La produzione di un chilogrammo di cemento armato costa circa 1 euro, mentre un chilo di cemento rinforzato con fibre di carbonio costa circa 20 euro. Tuttavia, queste cifre assolute non mostrano la realtà dei fatti: il cemento rinforzato con fibre di carbonio consente un risparmio di materiale del 75% circa, riducendo così anche il costo complessivo della costruzione. Considerate la durata nel tempo, la resistenza e l'assenza di corrosione del materiale, i costi arrivano a compensarsi. Inoltre, i ricercatori di Augsburg e Dresda lavorano intensamente a processi che possano rendere più economica la produzione del materiale composito, con esperimenti diretti e con il supporto di numerosi partner scientifici. Già nel 2008 nacque in Germania la Netzwerk Textilbeton (associazione del calcestruzzo tessile), che oggi è membro del progetto principale C3 – Carbon Concrete Composite , in cui sono coinvolti 140 istituti di ricerca, imprese di costruzione e istituzioni pubbliche. Il Ministero tedesco dell’istruzione e della ricerca finanzia il lavoro interdisciplinare con un budget di 45 milioni di euro.

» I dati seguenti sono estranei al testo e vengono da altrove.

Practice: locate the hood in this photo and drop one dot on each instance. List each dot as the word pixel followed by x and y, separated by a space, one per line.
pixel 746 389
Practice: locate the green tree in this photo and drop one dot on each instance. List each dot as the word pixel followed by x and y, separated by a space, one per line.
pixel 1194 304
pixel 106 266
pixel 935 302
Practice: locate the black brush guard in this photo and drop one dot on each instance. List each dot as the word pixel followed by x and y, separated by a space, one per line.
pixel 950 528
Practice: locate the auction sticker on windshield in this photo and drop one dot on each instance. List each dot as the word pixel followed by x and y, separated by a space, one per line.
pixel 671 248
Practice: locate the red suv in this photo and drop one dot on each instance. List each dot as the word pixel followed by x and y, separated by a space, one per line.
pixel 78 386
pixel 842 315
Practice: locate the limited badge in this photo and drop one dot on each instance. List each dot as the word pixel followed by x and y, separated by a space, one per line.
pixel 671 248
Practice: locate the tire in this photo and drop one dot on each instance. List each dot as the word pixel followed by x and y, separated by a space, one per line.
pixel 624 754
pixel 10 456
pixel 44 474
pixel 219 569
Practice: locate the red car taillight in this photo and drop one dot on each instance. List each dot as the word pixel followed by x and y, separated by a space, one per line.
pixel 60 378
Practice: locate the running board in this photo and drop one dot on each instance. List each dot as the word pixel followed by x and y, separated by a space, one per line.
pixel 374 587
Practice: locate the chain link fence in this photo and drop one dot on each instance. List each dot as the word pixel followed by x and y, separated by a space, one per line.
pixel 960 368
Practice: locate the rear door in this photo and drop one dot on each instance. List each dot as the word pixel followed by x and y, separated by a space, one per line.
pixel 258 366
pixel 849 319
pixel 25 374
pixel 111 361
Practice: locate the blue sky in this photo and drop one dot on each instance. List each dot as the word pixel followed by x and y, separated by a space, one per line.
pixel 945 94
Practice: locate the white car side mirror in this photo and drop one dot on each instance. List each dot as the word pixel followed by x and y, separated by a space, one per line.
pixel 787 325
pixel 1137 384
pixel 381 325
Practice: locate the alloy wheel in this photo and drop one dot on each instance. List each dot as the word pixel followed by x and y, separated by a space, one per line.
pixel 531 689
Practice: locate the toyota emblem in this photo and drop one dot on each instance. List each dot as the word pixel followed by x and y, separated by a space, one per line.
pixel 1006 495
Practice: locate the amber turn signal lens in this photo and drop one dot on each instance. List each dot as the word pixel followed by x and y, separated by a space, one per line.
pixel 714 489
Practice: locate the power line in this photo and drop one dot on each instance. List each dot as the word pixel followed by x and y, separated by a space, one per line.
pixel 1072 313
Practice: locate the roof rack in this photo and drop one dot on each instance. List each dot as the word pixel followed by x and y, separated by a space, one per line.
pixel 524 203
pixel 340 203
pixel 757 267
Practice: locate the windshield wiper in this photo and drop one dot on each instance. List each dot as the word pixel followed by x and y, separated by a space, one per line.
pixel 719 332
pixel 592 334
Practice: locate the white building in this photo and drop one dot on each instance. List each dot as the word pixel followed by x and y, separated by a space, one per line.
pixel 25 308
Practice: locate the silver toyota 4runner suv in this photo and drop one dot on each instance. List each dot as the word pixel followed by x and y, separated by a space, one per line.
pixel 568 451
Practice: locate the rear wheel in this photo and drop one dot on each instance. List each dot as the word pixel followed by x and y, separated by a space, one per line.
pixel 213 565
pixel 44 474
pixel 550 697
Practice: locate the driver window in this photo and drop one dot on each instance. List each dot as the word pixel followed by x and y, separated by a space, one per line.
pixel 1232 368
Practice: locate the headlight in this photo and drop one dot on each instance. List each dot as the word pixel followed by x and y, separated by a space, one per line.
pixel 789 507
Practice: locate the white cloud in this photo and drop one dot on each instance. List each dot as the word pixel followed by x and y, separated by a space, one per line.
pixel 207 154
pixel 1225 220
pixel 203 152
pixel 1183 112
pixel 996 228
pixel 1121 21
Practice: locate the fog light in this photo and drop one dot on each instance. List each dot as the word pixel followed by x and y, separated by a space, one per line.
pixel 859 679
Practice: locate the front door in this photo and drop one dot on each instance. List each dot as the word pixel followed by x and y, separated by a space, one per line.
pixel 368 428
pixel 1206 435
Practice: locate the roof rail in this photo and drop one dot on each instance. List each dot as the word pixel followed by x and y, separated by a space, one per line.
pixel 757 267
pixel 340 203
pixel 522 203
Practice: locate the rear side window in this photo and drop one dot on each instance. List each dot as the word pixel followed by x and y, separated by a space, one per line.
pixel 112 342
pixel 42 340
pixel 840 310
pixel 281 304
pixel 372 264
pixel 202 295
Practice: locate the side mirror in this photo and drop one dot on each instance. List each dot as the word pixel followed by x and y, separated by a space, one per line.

La prima casa in carbonio della Germania sarà costruita a Dresda

Entro il 2019, nel campus dell’Università tecnica di Dresda sorgerà la prima casa al carbonio della Germania. I costi di realizzazione di questo edificio sperimentale a due piani sono stimati in circa 5 milioni di euro. La casa non verrà solo utilizzata quale riferimento per ulteriori ricerche, ma segnerà anche l'avvio di un cambio di paradigma nell’architettura. Per gli scienziati, in primo piano c’è il design leggero ed esteticamente piacevole, reso possibile dal calcestruzzo fibrorinforzato. Grazie ai processi in sviluppo, potrebbero presto diventare disponibili nuove forme architettoniche.

Migliori prospettive per i prossimi anni

Dietro al progetto comune di trasformare, nel prossimo decennio, il cemento al carbonio nel materiale da costruzione del futuro ci sono lo Stato, l’industria delle costruzioni e la scienza. Tutti stanno lavorando alacremente per sviluppare il materiale che cambierà in modo permanente il settore delle costruzioni, ridurrà in modo permanente i costi e consentirà il risparmio di risorse preziose.